Pages

Thursday, July 15, 2010

Art Imitating Life: The Post-Grad Ennui

Now that I am officially a college graduate and have joined the legions of unemployed Americans (hello comrades!), I thought I would make a list of characters from films, books and TV that have all experienced what I am lovingly calling "post-grad ennui." What is P-GE? It's the feeling after leaving college where the world is your oyster, but you can't shuck it for the life of you. I think that all of these characters understand. Class, shall we begin?


1. Ben Braddock- The Graduate

First and foremost we have Ben from The Graduate. I know it's an obvious choice, this being a post-grad list and all, but Ben practically invented P-GE. Even though this film was made over 40 years ago, it still rings true today. Well maybe not all of Ben's story (ahem, scene above), but the very beginning of the movie is eerily familiar to everyone who has completed his or her higher education. Surrounded by people asking him what he's going to do now, Ben is so obviously uncomfortable that the audience begins to cringe too. Who from the class of 2010 hasn't felt like this?


2. Harold Chasen: Harold and Maude

OK, I know that Harold is only 19, but what he experiences in this gem of a film is equivalent to graduating from school (he just graduates from the school of life). Harold is morbid, to say the least. He constructs several fake suicides, drives a hearse and attends funerals...for fun. He's twisted, but all of that changes once he meets the vivacious Maude. Maude is almost 80, and she has lived enough to fill 10 lives. She steals cars, dances in fields and shows Harold how much fun being alive can be. Thanks to Maude, Harold's ennui dissipates, and he goes on with life, dancing and playing the banjo to Cat Stevens ("If you want to sing out, sing out!").

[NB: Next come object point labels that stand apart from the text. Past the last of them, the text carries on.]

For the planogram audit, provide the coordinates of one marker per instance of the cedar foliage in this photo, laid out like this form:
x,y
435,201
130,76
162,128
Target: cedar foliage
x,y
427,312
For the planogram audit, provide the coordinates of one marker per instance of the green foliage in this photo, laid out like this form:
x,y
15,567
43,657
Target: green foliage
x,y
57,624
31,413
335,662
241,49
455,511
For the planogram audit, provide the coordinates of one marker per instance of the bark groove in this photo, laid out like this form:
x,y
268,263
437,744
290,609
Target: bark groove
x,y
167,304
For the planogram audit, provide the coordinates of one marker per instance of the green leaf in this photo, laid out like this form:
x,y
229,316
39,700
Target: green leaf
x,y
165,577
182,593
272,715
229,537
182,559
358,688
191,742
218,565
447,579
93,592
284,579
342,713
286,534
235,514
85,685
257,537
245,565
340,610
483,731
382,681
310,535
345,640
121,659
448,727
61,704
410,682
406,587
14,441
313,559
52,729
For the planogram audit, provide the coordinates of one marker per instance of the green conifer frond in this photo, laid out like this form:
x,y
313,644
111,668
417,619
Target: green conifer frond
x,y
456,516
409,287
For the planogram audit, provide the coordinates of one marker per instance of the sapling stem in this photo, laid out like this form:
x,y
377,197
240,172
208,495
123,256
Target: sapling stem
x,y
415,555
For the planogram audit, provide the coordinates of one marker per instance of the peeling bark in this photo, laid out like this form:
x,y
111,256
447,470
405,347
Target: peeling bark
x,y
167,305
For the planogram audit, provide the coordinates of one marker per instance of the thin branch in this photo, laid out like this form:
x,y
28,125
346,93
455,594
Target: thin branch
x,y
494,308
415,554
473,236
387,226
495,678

3. Rory Gilmore- Gilmore Girls

As a devotee of this beloved TV show, I can't help but think of the younger Ms. Gilmore when wondering about life after college (and no, I'm not going to mention that trite disappointment Post-Grad Survival Guide...it was a solid effort by Alexis Bledel, but I think Rory's experience can resonate with more people.). Rory was a super star at Yale; she edited The Yale Daily News and got great grades. She had job offers at small papers, but she decided to go for the top and apply for a fellowship with the holy grail of newspapers, The New York Times. Imagine the audience's shock when Rory, perfect, over-achieving Rory, didn't get the fellowship. Granted this was during the show's final season when the creators of Gilmore Girls got into a tiff with the network and left the series and the plot in the lurch, and many die-hard GG fans chose to think that this season doesn't exist. I, however, liked some parts of the storyline, and I think that Rory's career heartbreak was poignant and realistic. She shook out in the end, getting to ride around on Barack Obama's campaign bus (this was back in 2007) and write about him. Her P-GE was short-lived but keenly felt.


What I love most about these characters is the fact that, in the end, things worked out, in their own way. Ben, Harold and Rory's stories all end differently, but they do leave room for the future because, once you've graduated, the future is all you've got.